During voluntary hand movement, we sense that we generate the movement and that the hand is a part of our body. These feelings of control over bodily actions, or the sense of agency, and the ownership of body parts are two fundamental aspects of the way we consciously experience our bodies. However, title is known about how these processes are functionally linked. Here, we introduce a version of the rubber hand illusion in which participants control the movements of the index finger of a model hand, which is in full view, by moving their own right index finger. We demonstrated that voluntary finger movements elicit a robust illusion of owning the rubber hand and that the senses of ownership and agency over the model hand can be dissociated. We systematically varied the relative timing of the finger movements (synchronous versus asynchronous), the mode of movement (active versus passive), and the position of the model hand (anatomically congruent versus incongruent positions). Importantly, asynchrony eliminated both ownership and agency, passive movements abolished the sense of agency but left ownership intact, and incongruent positioning of the model hand diminished ownership but did not eliminate agency.
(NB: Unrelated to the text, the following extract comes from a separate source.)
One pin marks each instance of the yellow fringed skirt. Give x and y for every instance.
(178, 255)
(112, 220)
These findings provide evidence for a double dissociation of ownership and agency, suggesting that they represent distinct cognitive processes. Interestingly, we also noted that the sense of agency was stronger when the hand was perceived to be a part of the body, and only in this condition did we observe a significant correlation between the subjects' ratings of agency and ownership. We discuss this in the context of possible differences between agency over owned body parts and agency over actions that involve interactions with external objects. In summary, the results obtained in this study using a simple moving rubber hand illusion paradigm extend previous findings on the experience of ownership and agency and shed new light on their relationship.